Problem
Project Euler Problem 12 asks (paraphrased):
Considering triangular numbers Tn = 1 + 2 + 3 + … + n, what is the first Tn with over 500 divisors? (For example, T7 = 28 has six divisors: 1, 2, 4, 7, 14, 28.)
I have written the following solution. The code is calculates the correct answer, but the run time is appalling (6m9s on a 2.4GHz i7!!!)…
I know Python is definitely not the fastest of languages, but I’m clearly missing a trick here.
Could anyone highlight any optimizations that could be made to bring the execution time down to something sensible?
from math import sqrt, floor
class findDivisors:
def isPrime(self, num):
for i in range(2, int(floor(sqrt(num)) + 1)):
if not num % i:
return False
return True
def numDivisors(self, num):
factors = {}
numFactors = 2
currNum = num
currFactor = 2
while not self.isPrime(currNum):
if not currNum % currFactor:
if currFactor not in factors:
factors[currFactor] = 1
else:
factors[currFactor] += 1
currNum = currNum / currFactor
else:
currFactor += 1
if currNum not in factors:
factors[currNum] = 1
else:
factors[currNum] += 1
total = 1
for key in factors:
total *= factors[key] + 1
return total
def firstWithNDivisors(self, noDivisors):
triGen = genTriangular()
candidate = triGen.next()
while self.numDivisors(candidate) < noDivisors:
candidate = triGen.next()
return candidate
def genTriangular():
next = 1
current = 0
while True:
current = next + current
next += 1
yield current
if __name__ == '__main__':
fd = findDivisors()
print fd.firstWithNDivisors(5)
Addendum: I have since made to revisions of the code The first is the alteration made as suggested by nabla; check for currentNum being > 1 instead of prime. This gives an execution time of 2.9s
I have since made a further improvement by precomputing the first 10k primes for quick lookup. This improves runtime to 1.6s and is shown below. Does anyone have any suggestions for further optimisations to try and break below the 1s mark?

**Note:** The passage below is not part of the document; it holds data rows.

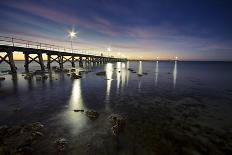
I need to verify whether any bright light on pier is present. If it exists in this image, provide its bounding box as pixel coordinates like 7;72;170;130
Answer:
69;31;77;38
107;47;111;52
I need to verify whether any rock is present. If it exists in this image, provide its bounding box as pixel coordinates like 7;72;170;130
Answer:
0;77;6;81
73;109;84;112
85;110;99;119
54;68;62;73
29;122;44;131
14;108;22;112
42;75;48;80
108;114;126;137
31;131;43;139
1;70;10;73
143;72;148;75
34;70;44;75
71;73;82;79
71;68;76;72
16;144;34;155
52;66;58;70
35;76;42;81
63;69;69;73
96;71;106;76
55;138;68;151
24;72;34;80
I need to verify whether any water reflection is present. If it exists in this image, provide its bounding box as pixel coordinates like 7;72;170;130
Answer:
126;61;130;86
155;61;159;86
64;80;87;134
120;63;126;93
138;61;143;74
173;61;177;88
105;63;113;111
116;62;121;94
138;61;143;92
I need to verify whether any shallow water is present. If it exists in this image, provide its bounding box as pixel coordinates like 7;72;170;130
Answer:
0;61;232;154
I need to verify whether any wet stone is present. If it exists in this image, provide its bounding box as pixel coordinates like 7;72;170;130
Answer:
71;73;82;79
85;110;99;119
96;71;106;76
0;77;6;81
73;109;84;112
55;138;68;152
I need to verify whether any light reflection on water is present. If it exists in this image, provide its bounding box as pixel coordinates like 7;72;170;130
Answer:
173;61;177;88
116;62;121;94
155;61;159;86
105;63;113;111
138;61;143;74
64;80;87;134
126;61;130;87
138;61;143;92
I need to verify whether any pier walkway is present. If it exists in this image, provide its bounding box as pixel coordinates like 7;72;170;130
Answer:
0;36;126;73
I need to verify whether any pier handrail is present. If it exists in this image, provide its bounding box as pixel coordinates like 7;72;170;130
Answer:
0;35;105;56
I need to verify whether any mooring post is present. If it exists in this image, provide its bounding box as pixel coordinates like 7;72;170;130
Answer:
24;53;29;72
8;49;17;73
38;52;45;71
47;54;51;69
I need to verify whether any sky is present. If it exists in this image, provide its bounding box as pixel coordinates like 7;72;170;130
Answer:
0;0;232;61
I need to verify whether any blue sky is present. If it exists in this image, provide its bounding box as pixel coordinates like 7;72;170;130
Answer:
0;0;232;60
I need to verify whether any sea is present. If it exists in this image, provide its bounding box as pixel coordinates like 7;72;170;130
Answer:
0;61;232;155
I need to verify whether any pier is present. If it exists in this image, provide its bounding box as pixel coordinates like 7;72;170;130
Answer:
0;36;126;73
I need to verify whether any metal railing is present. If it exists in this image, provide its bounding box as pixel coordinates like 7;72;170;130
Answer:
0;36;106;56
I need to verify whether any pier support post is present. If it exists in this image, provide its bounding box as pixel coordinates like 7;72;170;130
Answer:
59;55;64;69
24;53;29;72
72;56;75;67
38;53;45;71
0;49;17;73
79;57;83;67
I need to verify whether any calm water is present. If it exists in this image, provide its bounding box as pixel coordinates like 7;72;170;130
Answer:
0;61;232;154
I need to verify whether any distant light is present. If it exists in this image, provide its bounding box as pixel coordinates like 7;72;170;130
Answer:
107;47;111;52
69;30;77;38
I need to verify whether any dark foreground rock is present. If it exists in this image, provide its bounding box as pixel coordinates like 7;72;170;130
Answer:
0;77;6;81
85;110;99;119
96;71;106;76
108;114;126;137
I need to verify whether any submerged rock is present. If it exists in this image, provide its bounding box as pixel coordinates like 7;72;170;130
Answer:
24;72;34;80
55;138;68;151
70;68;76;72
63;69;69;73
71;73;82;79
96;71;106;76
0;77;6;81
85;110;99;119
108;114;126;137
143;72;148;75
73;109;84;112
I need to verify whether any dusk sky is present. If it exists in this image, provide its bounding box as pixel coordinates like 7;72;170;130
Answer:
0;0;232;60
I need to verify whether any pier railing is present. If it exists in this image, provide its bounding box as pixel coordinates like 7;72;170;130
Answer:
0;36;102;56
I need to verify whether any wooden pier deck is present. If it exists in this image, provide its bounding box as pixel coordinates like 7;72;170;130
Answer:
0;36;126;73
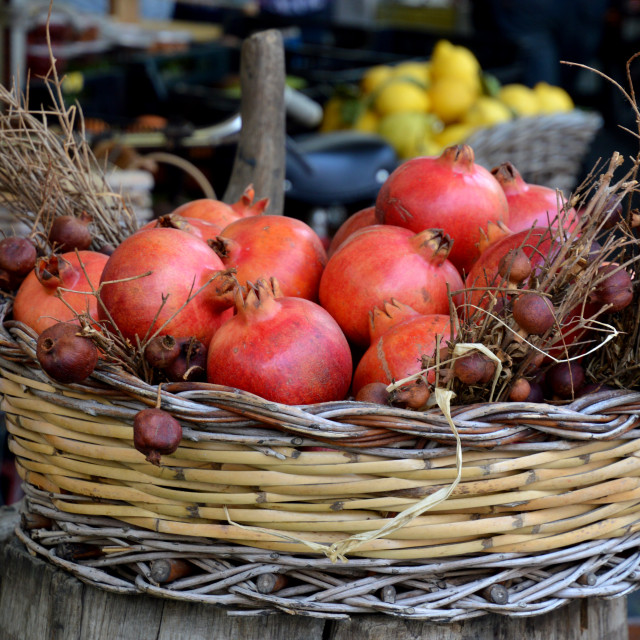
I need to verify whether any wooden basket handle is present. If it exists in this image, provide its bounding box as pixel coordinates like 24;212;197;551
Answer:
223;29;285;215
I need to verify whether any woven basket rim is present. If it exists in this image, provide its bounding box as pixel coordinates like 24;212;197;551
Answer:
5;308;640;622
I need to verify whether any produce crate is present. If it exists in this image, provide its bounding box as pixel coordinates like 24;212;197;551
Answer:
0;26;640;622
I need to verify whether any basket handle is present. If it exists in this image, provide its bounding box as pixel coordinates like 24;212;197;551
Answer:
223;29;285;215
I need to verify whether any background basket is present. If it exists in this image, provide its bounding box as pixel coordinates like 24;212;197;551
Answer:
0;323;640;621
466;109;603;193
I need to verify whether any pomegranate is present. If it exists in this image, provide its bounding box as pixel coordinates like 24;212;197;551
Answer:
327;206;377;257
100;228;236;346
491;162;577;233
207;279;352;404
376;145;509;273
320;225;463;346
13;251;109;333
173;185;269;230
210;215;327;302
353;314;451;394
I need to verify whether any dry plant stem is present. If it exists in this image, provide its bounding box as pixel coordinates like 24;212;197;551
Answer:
0;16;137;246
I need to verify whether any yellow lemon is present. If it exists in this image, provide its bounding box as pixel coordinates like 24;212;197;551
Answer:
360;64;393;95
320;96;345;133
374;79;429;116
533;82;575;113
353;109;379;133
429;78;476;124
431;38;454;61
378;112;440;159
498;84;540;116
433;123;477;149
430;41;482;92
463;96;513;127
393;60;429;88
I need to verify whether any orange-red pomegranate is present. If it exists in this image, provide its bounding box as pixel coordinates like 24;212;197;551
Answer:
211;215;327;302
327;206;378;257
207;280;352;404
320;225;463;346
491;162;577;233
353;314;451;394
376;145;509;274
13;251;108;333
100;228;235;345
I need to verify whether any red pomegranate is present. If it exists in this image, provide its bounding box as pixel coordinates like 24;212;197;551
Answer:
211;215;327;302
100;228;236;345
207;280;352;404
352;314;451;394
376;145;509;274
491;162;577;233
13;251;108;333
320;225;463;346
173;185;269;230
327;206;378;257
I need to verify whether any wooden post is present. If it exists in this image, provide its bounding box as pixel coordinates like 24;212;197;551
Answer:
223;29;285;215
0;505;628;640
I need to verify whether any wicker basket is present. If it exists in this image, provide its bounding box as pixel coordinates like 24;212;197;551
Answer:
466;109;603;193
5;312;640;621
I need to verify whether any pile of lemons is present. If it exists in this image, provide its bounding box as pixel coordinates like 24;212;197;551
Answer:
321;40;574;158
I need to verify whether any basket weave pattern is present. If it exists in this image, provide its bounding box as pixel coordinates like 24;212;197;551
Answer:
466;109;603;193
0;316;640;621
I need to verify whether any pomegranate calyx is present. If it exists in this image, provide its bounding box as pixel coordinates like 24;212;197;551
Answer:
410;229;453;264
155;213;193;231
207;236;241;262
476;220;513;253
35;254;80;289
439;144;476;173
491;160;529;195
205;269;239;311
234;278;282;316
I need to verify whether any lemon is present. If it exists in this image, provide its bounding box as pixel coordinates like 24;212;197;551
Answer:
353;109;379;133
498;84;540;116
360;64;393;95
393;60;430;88
463;96;513;127
374;79;429;116
378;112;440;159
433;122;477;149
533;82;574;113
320;96;345;133
429;78;476;124
430;40;482;93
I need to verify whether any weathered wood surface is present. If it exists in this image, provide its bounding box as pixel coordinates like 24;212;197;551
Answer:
223;29;286;215
0;508;628;640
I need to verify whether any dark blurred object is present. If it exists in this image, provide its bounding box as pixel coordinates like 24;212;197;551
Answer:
472;0;610;93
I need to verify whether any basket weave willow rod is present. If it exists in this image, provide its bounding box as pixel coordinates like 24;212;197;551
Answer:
0;310;640;621
465;109;603;193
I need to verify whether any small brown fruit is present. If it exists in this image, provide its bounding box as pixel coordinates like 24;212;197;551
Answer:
36;322;98;384
513;293;556;336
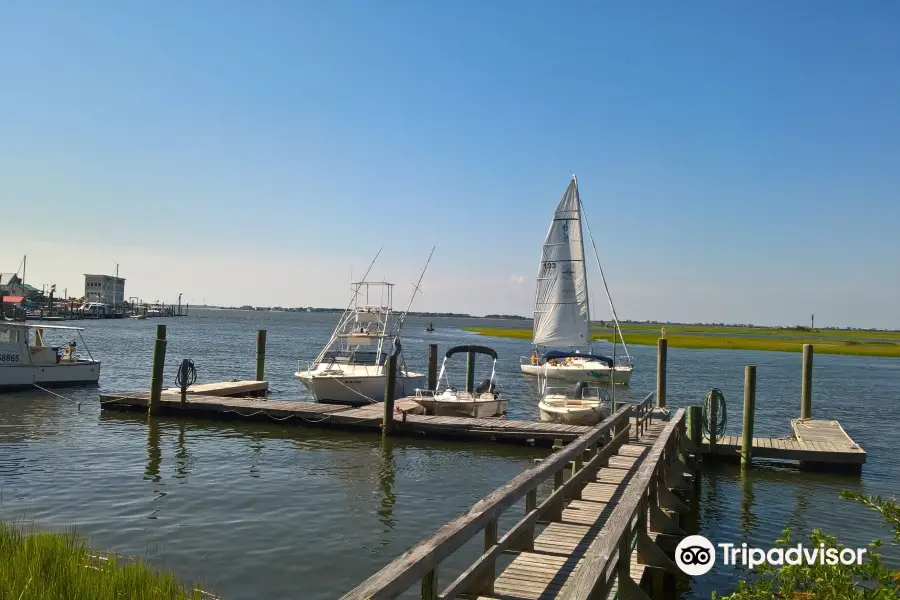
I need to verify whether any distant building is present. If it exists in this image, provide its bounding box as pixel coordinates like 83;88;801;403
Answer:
84;274;125;305
0;273;41;300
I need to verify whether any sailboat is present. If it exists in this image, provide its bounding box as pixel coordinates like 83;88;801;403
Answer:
294;248;434;406
520;176;634;385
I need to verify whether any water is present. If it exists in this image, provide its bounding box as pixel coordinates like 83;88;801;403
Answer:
0;310;900;600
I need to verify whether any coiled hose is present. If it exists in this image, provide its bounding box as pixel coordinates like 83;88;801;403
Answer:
175;358;197;389
701;388;728;441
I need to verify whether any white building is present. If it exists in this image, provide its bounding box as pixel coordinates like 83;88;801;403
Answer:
84;274;125;306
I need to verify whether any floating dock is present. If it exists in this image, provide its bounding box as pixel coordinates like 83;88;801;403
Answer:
100;390;590;445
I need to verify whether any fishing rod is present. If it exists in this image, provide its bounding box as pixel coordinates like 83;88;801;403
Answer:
397;246;437;336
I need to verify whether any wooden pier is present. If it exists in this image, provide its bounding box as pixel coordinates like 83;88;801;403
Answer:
342;405;698;600
100;390;620;445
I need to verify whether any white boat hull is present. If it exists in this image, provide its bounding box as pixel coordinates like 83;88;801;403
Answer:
295;369;425;406
0;361;100;390
538;398;609;426
520;364;634;386
413;396;509;419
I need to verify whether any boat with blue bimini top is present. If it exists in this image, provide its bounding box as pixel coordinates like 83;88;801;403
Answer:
0;321;100;391
412;345;509;419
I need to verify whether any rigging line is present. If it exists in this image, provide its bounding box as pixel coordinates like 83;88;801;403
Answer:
397;245;437;336
578;196;631;360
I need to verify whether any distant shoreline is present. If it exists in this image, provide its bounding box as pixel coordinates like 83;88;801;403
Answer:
465;324;900;358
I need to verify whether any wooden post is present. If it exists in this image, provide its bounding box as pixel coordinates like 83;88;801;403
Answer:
656;338;669;408
256;329;266;381
741;365;756;467
147;325;166;414
428;344;438;392
381;354;397;435
800;344;813;419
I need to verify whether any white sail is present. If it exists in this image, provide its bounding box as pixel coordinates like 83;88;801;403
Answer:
532;177;591;347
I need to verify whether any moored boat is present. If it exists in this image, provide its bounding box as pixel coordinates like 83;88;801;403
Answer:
413;345;509;419
0;321;100;390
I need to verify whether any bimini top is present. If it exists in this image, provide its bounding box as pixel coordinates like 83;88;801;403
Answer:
544;350;614;369
444;345;497;360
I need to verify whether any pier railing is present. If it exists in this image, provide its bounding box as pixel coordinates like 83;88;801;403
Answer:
342;394;653;600
560;408;685;600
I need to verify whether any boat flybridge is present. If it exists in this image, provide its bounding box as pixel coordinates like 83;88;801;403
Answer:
0;321;100;390
520;176;634;385
295;249;434;406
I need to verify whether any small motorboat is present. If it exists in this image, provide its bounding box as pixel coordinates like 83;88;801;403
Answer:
538;381;609;425
413;345;509;419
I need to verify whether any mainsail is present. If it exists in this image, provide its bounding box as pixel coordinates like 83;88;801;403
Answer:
533;177;591;347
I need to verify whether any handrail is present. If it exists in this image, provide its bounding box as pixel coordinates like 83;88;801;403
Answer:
341;405;632;600
561;408;685;600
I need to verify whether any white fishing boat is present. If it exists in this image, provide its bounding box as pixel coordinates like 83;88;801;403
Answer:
538;381;610;426
520;176;634;385
413;345;509;419
295;249;434;406
0;321;100;390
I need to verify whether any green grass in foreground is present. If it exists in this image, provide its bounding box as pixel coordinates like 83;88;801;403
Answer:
466;327;900;358
0;521;209;600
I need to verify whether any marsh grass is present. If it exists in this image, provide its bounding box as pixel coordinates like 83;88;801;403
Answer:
466;327;900;358
0;521;214;600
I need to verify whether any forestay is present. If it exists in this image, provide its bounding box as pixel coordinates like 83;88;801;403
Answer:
533;177;591;347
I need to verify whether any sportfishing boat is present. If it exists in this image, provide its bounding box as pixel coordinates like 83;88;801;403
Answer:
0;321;100;390
520;176;634;385
538;380;610;425
295;249;434;406
413;345;509;419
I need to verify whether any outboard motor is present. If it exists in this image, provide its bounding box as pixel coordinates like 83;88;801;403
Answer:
475;379;491;394
575;381;584;400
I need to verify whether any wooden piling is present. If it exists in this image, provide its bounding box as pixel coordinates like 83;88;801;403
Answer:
381;354;397;435
687;405;703;448
741;365;756;468
800;344;813;419
656;338;669;408
256;329;266;381
147;325;166;414
428;344;438;391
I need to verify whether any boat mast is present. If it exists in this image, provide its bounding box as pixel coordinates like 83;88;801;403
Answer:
578;196;631;360
315;246;384;363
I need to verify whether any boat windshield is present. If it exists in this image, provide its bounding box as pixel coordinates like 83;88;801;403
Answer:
323;350;387;365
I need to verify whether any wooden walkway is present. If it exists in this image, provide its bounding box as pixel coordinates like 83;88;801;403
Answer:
342;395;696;600
702;419;866;470
100;384;624;445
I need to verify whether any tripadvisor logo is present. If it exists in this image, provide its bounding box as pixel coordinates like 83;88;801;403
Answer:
675;535;867;577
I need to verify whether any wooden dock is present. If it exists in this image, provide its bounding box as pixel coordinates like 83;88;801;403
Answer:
100;390;620;445
701;419;866;471
342;403;698;600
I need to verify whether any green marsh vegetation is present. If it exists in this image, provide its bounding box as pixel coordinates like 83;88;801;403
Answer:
466;324;900;358
0;521;209;600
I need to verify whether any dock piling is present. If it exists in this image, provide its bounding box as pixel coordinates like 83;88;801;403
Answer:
800;344;813;419
741;365;756;468
466;352;475;394
256;329;266;381
381;354;397;435
428;344;438;392
147;325;166;414
656;338;669;408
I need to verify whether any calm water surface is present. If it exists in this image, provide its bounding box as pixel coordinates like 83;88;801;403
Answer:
0;310;900;600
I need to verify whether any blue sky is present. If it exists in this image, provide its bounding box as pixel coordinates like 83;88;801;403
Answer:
0;0;900;327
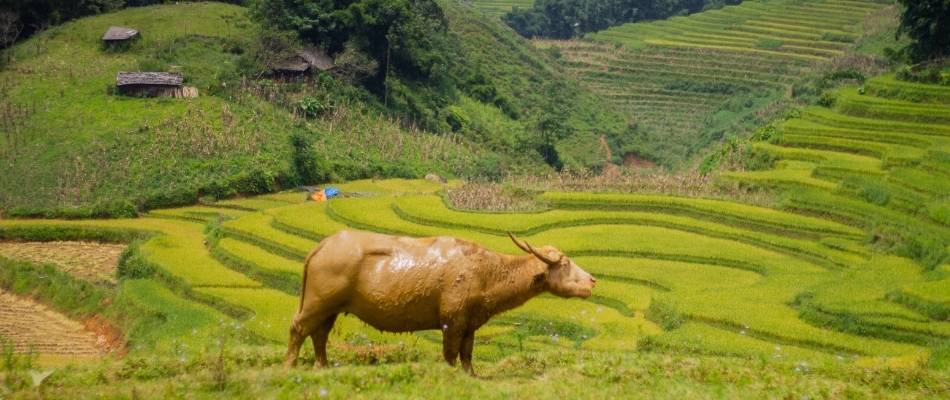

from math import sqrt, floor
from time import time
class findDivisors2:
def __init__(self):
self.primes = self.initPrimes(10000)
def initPrimes(self, num):
candidate = 3
primes = [2]
while len(primes) < num:
if self.isPrime(candidate):
primes.append(candidate)
candidate += 1
return primes
def isPrime(self, num):
for i in range(2, int(floor(sqrt(num)) + 1)):
if not num % i:
return False
return True
def primeGen(self):
index = 0
while index < len(self.primes):
yield self.primes[index]
index += 1
def factorize(self, num):
factors = {}
curr = num
pg = self.primeGen()
i = pg.next()
while curr > 1:
if not curr % i:
self.addfactor(factors, i)
curr = curr / i
else:
i = pg.next()
return factors
def addfactor(self, factor, n):
if n not in factor:
factor[n] = 1
else:
factor[n] += 1
def firstWithNDivisors(self, num):
gt = genTriangular()
candidate = gt.next()
noDivisors = -1
while noDivisors < num:
candidate = gt.next()
factors = self.factorize(candidate)
total = 1
for key in factors:
total *= factors[key] + 1
noDivisors = total
return candidate
def genTriangular():
next = 1
current = 0
while True:
current = next + current
next += 1
yield current
if __name__ == '__main__':
fd2 = findDivisors2()
start = time()
res2 = fd2.firstWithNDivisors(500)
fin = time()
t2 = fin - start
print "Took", t2, "s", res
Solution
Here is one possible improvement:
Don’t check whether currNum
is prime, instead simply search factors until currNum
becomes 1
. Checking for prime takes O(sqrt(n))
time, but the rest of the loop checking for factors takes approximately O(1)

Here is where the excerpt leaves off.